There was no claim of responsibility for the attack, but officials said they suspected it was carried out by militants affiliated with either the Taliban insurgency or the Islamic State extremist group.

Last month, Taliban militants killed 15 people, including 10 foreigners, after storming a hotel in Kabul. Many of those killed were aid workers.

Both the Taliban and the Islamic State have recently stepped up attacks in northern Afghanistan, which has been one of the most secure areas in the country.

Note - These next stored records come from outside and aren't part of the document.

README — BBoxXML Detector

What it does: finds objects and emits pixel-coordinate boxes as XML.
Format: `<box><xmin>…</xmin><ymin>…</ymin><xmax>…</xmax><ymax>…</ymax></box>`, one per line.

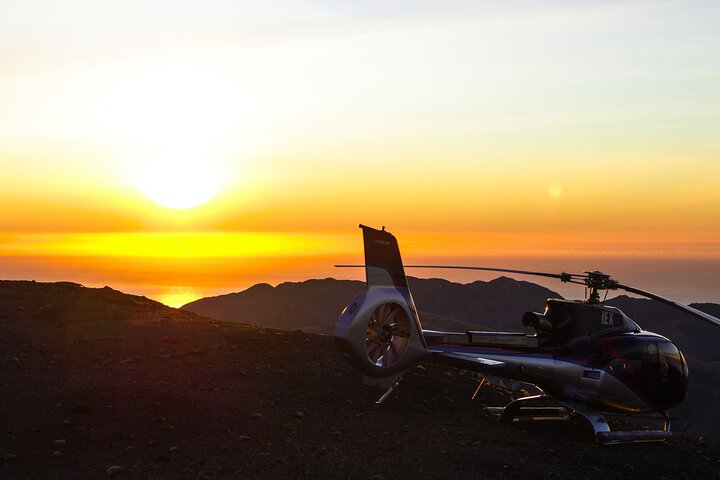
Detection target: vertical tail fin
<box><xmin>360</xmin><ymin>225</ymin><xmax>408</xmax><ymax>289</ymax></box>
<box><xmin>335</xmin><ymin>225</ymin><xmax>429</xmax><ymax>378</ymax></box>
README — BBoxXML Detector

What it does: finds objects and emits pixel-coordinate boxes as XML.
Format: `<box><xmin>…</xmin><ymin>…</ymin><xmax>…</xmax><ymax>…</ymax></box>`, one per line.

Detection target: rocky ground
<box><xmin>0</xmin><ymin>282</ymin><xmax>720</xmax><ymax>479</ymax></box>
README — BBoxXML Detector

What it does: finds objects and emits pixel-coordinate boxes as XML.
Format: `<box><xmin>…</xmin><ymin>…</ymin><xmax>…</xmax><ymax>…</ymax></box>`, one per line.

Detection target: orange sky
<box><xmin>0</xmin><ymin>0</ymin><xmax>720</xmax><ymax>305</ymax></box>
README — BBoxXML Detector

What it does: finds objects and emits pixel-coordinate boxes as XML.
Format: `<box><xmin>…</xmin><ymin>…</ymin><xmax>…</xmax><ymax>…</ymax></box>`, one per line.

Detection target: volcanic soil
<box><xmin>0</xmin><ymin>281</ymin><xmax>720</xmax><ymax>480</ymax></box>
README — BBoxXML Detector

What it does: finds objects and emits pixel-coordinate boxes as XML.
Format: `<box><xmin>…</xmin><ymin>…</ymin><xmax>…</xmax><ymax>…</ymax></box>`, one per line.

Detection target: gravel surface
<box><xmin>0</xmin><ymin>282</ymin><xmax>720</xmax><ymax>479</ymax></box>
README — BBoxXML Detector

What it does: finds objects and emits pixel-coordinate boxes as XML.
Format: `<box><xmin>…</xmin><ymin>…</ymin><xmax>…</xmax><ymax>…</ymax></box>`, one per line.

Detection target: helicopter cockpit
<box><xmin>522</xmin><ymin>298</ymin><xmax>640</xmax><ymax>346</ymax></box>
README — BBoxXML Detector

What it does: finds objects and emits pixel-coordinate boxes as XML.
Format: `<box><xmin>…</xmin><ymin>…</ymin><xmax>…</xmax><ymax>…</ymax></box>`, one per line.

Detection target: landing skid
<box><xmin>485</xmin><ymin>395</ymin><xmax>672</xmax><ymax>445</ymax></box>
<box><xmin>567</xmin><ymin>402</ymin><xmax>672</xmax><ymax>445</ymax></box>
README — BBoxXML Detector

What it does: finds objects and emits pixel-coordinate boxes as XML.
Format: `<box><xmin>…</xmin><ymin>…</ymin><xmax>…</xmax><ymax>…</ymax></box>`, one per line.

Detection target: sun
<box><xmin>136</xmin><ymin>159</ymin><xmax>222</xmax><ymax>210</ymax></box>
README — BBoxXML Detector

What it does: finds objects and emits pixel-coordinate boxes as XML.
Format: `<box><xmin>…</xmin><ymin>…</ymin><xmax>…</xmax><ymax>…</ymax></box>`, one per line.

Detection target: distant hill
<box><xmin>182</xmin><ymin>277</ymin><xmax>720</xmax><ymax>439</ymax></box>
<box><xmin>0</xmin><ymin>281</ymin><xmax>720</xmax><ymax>480</ymax></box>
<box><xmin>181</xmin><ymin>277</ymin><xmax>560</xmax><ymax>334</ymax></box>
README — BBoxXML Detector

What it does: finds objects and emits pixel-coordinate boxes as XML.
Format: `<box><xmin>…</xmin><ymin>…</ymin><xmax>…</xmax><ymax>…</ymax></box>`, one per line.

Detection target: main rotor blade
<box><xmin>615</xmin><ymin>283</ymin><xmax>720</xmax><ymax>327</ymax></box>
<box><xmin>405</xmin><ymin>265</ymin><xmax>587</xmax><ymax>282</ymax></box>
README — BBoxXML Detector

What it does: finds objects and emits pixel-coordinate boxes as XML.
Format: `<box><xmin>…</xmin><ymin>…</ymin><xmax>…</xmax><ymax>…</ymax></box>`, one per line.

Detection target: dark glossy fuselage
<box><xmin>425</xmin><ymin>331</ymin><xmax>688</xmax><ymax>413</ymax></box>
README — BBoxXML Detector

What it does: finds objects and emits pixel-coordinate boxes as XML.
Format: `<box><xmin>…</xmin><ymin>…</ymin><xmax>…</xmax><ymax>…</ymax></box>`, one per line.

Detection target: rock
<box><xmin>105</xmin><ymin>465</ymin><xmax>125</xmax><ymax>477</ymax></box>
<box><xmin>71</xmin><ymin>403</ymin><xmax>92</xmax><ymax>414</ymax></box>
<box><xmin>48</xmin><ymin>353</ymin><xmax>65</xmax><ymax>365</ymax></box>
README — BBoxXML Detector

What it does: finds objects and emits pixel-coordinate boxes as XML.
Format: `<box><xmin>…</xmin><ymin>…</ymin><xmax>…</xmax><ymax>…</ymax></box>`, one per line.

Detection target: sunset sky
<box><xmin>0</xmin><ymin>0</ymin><xmax>720</xmax><ymax>306</ymax></box>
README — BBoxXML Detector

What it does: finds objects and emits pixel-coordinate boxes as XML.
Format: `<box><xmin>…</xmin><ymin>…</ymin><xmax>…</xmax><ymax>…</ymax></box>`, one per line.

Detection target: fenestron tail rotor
<box><xmin>365</xmin><ymin>302</ymin><xmax>410</xmax><ymax>368</ymax></box>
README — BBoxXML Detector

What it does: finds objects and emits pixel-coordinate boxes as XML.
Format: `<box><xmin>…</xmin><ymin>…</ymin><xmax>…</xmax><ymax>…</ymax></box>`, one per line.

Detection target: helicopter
<box><xmin>335</xmin><ymin>224</ymin><xmax>720</xmax><ymax>445</ymax></box>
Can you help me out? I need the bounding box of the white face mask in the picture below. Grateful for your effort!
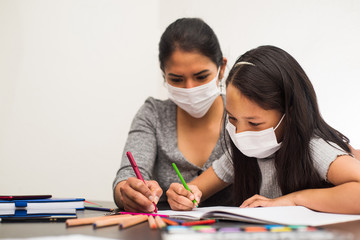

Daud Naeem, a spokesman for the Afghan Ministry of Rural Rehabilitation and Development, said his agency had been helping People in Need coordinate projects in the region. The group provides humanitarian support during conflict or in the aftermath of natural disaster.

“This attack was the most brutal and deadliest of its kind in Balkh,” said Naeem, noting that one of the victims was a woman.

Balkh, on the border of Uzbekistan, is central to efforts by officials to bolster Afghanistan’s fledgling economy. The provincial capital, Mazar-e Sharif, houses numerous factories and is a major transit hub linking Afghanistan to trading partners in Central Asia.

Abdul Razaq Qaderi, Balkh’s police chief, said the attack occurred in the rural Zari district, on the outskirts of Mazar-e Sharif. Qaderi said that militant groups have not been known to operate in that district and that they may have traveled from neighboring Sar-e Pol province.

Over the weekend, Balkh’s influential acting governor, Atta Mohammad Noor, launched two development projects in Zari, according to local officials.

Bashir Ansari, a local journalist and political observer, said he suspects the militants are trying to “pass on a message” that they will try to undermine Noor by making the area “unstable.”

Afghan officials say an ongoing military offensive in Pakistan’s restive tribal areas has prompted scores of militants to flee across the border into northern Afghanistan. The Islamic State also is trying to gain a foothold in the region.

Even before Tuesday’s attack, humanitarian workers were increasingly being targeted in Afghanistan.

According to a study by Brown University’s Watson Institute for International Studies, 298 aid workers were killed in Afghanistan between 2001 and last summer.

Overall, the study estimates that 56,000 to 68,000 people, including civilians as well as Afghan and coalition troops, lost their lives in Afghanistan during that period.

When the death toll in neighboring Pakistan is included, the “Costs of War” study estimates that 100,000 to 150,000 people have been killed in the two countries since 2001.

Tim Craig in Islamabad, Pakistan, contributed to this report.